Ze denkt even na en schudt haar hoofd. Marv gooit zijn handen in de lucht. Nu moet hij vier kaarten pakken. Zo gaat dat bij Pesten. Als je nog maar twee kaarten hebt, moet je kloppen. Als je vergeet te kloppen voor je die op twee na laatste kaart oplegt, moet je er vier pakken. Marv vergeet nogal vaak te kloppen.

Hij kijkt chagrijnig terwijl hij de kaarten pakt, maar stiekem moet hij zijn lachen inhouden. Hij weet dat hij niet heeft geklopt, maar hij zal altijd proberen eronderuit te komen. Dat is voor hem onderdeel van het spelletje.

We zitten bij Audrey thuis, op haar balkon. Het is donker maar de buitenverlichting staat aan en er kijken wat voorbijgangers omhoog terwijl ze langs de rijtjeshuizen lopen. Het is een straat bij mij om de hoek. Een tikje onguur, maar verder niks mis mee.
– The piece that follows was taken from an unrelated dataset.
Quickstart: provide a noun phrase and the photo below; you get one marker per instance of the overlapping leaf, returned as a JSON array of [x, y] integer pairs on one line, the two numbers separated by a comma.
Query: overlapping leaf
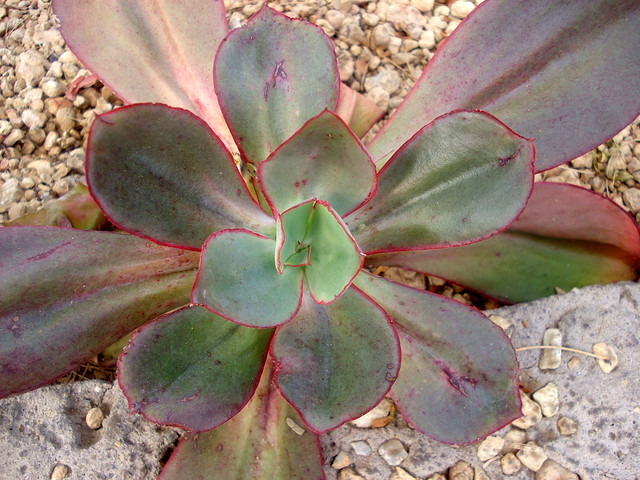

In het eerste uur dat we spelen, kijk ik naar Audrey en ik weet dat ik hopeloos verliefd op haar ben. Hopeloos omdat ik soms gewoon niet weet wat ik moet doen. Met mijn mond vol tanden sta. Wat moet ik tegen haar zeggen wanneer ik het verlangen voel opkomen? Hoe zou ze reageren? Ik denk dat het haar frustreert dat ik naar de universiteit had gekund en nu alleen maar een beetje in een taxi rondrijd. Ik heb verdomme Ulysses gelezen, en de helft van het complete werk van Shakespeare. Maar ik ben nog steeds hopeloos, kansloos en zo goed als nutteloos. Ik kan me voorstellen dat ze zichzelf nooit echt met mij zou kunnen zien. Toch heeft ze het gedaan met anderen die geen haar beter zijn. Soms word ik echt gek als ik daaraan denk. Aan wat ze hebben gedaan en hoe het voelde. En dan te bedenken dat ze mij te aardig vindt om ook maar in aanmerking te komen.

Hoewel ik wel weet waarom.

Het zou mij niet alleen om seks gaan.

Ik zou met haar willen versmelten, al was het maar voor heel even, als dat alles was wat me werd toegestaan.

Ze glimlacht naar me wanneer ze een potje wint, en ik glimlach terug.

Wil mij, smeek ik, maar er komt niets.

‘Hoe is het eigenlijk afgelopen met die bizarre kaart?’ vraagt Marv even later.

‘Wat?’

‘Je weet heus wel wat ik bedoel, verdomme.’ Hij wijst naar me met zijn sigaar. Hij zou zich wel eens mogen scheren.

Iedereen luistert terwijl ik lieg. ‘Die heb ik weggegooid.’

Marv geeft zijn goedkeuring. ‘Goed idee. Was toch allemaal gelul.’

‘Zeker weten,’ zeg ik instemmend. Einde verhaal. Geloof ik.

Audrey kijkt me geamuseerd aan.

Tijdens de volgende paar potjes denk ik terug aan de gebeurtenissen eerder, toen ik naar 13 Harrison Avenue ging.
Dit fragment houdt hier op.